I could have gone on with marriage news, but we have to limit our intake. Otherwise, we wouldn’t have time to register our disappointment that Blubba won the Masters (it’s not just his Biblical literalism, but must he button his polo shirt up to the neck? I hate that.). Nor would we find the space to mention that Our Gay Bishop Gene Robinson is to give the Easter prayer at the White House, or that some airport cab drivers in Cleveland are refusing to drive taxis with Gay Games ads on the side.
 
Hey. How about the Chicago man, Kelvin Matthews, who was arguing with a Sprint customer care representative about an account that was supposed to be closed. When Sprint sent him an email to confirm whatever arrangements they made, he noticed it was addressed to: “Sissyboy Kelvin Gay Matthews.” Say what? Sprint offered him a free iphone and two months of service, but Kelvin refused and cancelled. Matthews is straight and married, not that there’s anything wrong with that.
 
The story reminds me of the convenience store that was in the news this week because the manager put up a sign that told clients to pull up their pants. Tired of the baggy look, the Georgia man wrote: “Only “FAGS” like to keep their pants down. Pull your pants up or be proud to be a FAG.”
 
“It really offends me by them coming in, pants down,” Anil Patel told the press. “So it is not that I’m against them, gay people or anything like that, but just trying to prove a point. If you are going to come in my store, make sure you have your pants on.”
 
You know. It’s hard enough to fight stereotypes. And indeed, as I mentioned earlier, some stereotypes are real. But coming up with completely erroneous generalizations about our community adds surrealism to insult. Readers? Have you ever seen a gay man running around gangsta-style with his pants around his hips in public?
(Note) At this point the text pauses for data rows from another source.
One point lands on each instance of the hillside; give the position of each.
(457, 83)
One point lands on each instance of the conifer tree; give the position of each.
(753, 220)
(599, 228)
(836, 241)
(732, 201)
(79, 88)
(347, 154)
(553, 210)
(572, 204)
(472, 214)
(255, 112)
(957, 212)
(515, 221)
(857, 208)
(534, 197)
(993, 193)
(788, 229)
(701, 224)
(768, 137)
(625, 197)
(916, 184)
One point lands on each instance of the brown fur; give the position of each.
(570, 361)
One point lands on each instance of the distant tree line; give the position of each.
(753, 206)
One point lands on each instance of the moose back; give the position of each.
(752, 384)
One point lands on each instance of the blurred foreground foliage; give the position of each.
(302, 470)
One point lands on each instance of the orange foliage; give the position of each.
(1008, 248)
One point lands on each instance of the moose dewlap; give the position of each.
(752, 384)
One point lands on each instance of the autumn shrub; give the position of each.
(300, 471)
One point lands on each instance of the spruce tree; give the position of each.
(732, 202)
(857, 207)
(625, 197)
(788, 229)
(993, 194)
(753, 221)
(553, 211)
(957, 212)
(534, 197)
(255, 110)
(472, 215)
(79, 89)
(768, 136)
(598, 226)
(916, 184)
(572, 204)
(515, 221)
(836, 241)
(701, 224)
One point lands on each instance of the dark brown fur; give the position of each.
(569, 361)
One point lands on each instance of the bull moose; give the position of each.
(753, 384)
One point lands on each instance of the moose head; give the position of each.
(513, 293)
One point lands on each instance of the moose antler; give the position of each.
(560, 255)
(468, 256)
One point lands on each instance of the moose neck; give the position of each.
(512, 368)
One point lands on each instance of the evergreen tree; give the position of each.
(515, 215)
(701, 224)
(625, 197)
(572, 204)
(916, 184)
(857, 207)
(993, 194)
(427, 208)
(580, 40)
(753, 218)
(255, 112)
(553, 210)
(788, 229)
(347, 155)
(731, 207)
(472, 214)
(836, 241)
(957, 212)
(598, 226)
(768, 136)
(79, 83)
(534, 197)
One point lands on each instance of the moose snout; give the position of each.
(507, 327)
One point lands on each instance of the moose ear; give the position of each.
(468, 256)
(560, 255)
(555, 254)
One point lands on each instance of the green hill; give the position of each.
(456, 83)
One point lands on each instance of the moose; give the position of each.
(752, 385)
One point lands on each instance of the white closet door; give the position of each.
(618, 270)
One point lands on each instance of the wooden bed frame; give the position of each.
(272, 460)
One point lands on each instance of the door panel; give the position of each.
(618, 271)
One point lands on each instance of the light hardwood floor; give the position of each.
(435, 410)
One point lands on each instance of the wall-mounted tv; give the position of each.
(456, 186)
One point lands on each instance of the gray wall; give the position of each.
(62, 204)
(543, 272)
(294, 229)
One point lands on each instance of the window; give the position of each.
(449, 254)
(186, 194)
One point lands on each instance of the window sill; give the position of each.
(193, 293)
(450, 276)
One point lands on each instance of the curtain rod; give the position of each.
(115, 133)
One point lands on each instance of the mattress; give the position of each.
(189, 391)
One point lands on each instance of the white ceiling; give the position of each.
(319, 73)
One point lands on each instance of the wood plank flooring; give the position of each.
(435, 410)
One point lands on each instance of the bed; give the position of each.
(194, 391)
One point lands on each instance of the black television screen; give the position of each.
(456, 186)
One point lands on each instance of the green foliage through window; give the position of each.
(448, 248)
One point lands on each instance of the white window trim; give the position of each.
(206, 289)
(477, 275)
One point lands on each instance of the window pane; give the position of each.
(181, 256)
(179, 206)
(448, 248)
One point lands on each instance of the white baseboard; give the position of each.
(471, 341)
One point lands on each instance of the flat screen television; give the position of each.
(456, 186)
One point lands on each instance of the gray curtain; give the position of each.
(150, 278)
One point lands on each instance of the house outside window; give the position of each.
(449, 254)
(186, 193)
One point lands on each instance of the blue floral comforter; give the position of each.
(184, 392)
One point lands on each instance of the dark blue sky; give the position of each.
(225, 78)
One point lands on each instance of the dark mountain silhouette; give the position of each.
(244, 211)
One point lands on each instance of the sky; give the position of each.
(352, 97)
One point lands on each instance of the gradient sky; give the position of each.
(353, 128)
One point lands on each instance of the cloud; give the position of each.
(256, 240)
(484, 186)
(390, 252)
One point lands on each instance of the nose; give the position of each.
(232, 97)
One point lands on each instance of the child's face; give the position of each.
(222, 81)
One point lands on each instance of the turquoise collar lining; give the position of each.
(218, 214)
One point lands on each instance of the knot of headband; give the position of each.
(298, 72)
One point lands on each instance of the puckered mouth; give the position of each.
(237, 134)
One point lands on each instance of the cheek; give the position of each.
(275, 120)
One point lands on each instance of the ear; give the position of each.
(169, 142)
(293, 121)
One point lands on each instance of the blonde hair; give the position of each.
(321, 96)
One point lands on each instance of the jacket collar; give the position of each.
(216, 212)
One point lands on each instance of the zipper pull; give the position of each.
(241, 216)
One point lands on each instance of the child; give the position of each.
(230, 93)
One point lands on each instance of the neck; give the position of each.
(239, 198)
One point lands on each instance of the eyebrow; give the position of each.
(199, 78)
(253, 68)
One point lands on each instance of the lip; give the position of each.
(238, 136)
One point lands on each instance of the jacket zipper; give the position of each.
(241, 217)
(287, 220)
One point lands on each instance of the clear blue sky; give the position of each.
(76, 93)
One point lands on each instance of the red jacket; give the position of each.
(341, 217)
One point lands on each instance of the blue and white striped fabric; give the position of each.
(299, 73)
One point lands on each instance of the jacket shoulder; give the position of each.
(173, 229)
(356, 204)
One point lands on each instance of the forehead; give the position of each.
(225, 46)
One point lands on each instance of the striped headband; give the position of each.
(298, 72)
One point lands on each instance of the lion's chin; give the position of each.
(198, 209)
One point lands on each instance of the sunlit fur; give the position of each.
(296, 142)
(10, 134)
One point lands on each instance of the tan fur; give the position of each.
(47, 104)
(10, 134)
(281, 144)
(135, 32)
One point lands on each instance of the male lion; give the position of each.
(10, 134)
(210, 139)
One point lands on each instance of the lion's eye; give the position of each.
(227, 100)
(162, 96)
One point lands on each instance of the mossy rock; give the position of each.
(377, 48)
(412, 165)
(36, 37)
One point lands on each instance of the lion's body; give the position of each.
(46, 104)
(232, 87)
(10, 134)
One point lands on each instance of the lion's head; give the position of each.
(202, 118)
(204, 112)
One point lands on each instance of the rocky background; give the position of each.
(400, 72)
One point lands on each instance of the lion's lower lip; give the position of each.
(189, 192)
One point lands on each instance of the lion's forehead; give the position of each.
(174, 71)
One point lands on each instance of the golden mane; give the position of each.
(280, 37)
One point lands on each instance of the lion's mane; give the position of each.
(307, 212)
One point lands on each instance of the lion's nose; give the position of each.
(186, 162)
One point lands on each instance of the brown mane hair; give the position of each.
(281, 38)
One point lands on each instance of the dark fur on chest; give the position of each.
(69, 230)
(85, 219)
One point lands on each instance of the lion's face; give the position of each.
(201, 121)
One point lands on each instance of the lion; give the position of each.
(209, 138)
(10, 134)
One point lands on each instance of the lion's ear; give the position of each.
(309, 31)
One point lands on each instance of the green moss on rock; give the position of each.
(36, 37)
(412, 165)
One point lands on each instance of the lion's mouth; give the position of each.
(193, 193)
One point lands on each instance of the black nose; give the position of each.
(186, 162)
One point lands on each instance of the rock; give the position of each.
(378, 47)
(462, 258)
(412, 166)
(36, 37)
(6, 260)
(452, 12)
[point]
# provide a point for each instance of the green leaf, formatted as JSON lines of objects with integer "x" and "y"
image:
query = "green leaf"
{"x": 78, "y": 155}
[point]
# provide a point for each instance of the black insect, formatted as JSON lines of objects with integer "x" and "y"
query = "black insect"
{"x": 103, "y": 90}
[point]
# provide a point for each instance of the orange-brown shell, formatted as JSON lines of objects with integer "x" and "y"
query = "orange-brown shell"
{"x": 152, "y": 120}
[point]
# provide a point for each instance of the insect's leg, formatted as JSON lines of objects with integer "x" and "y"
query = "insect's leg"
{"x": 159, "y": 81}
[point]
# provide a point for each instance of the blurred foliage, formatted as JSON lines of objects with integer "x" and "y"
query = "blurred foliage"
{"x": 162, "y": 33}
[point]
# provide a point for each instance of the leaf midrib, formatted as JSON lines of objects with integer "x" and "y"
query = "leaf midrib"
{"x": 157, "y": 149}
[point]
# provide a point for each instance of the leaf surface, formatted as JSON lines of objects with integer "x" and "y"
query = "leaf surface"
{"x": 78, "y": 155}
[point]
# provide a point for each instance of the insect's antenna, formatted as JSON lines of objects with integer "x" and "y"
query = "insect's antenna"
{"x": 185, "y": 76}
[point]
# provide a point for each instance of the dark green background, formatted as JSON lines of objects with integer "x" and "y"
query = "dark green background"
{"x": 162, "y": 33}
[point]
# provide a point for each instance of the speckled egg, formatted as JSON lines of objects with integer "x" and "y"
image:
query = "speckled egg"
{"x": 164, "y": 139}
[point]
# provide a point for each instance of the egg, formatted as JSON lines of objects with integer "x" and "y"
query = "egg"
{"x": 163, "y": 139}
Emphasis on “public?” Oh, and notice that Mr. Patel “has nothing against us,” a mitigating aside that has become a de rigeur preface to even the most horrific antigay remark.
 
And finally, keeping the previous item in mind, I recently read an essay (in the New York Times, bien sur) that questioned why the media tiptoes around words like “fag” when used in a news context. Why say that Mr. Patel “used a gay slur” or that someone “told the press to go away using language that cannot be repeated in this newspaper?”
 
Why not say “fag,” or “fuck off,” if that’s what was said or written? It’s not as if the media itself has deliberately selected a slur or an obscenity. It’s part of the news story. I don’t know how many times I’ve had to look up a story ten times before I can figure out exactly what “slur” or “term of denigration” was employed in some situation that I’m trying to describe. We’re all grownups here. If the guy said it, report it.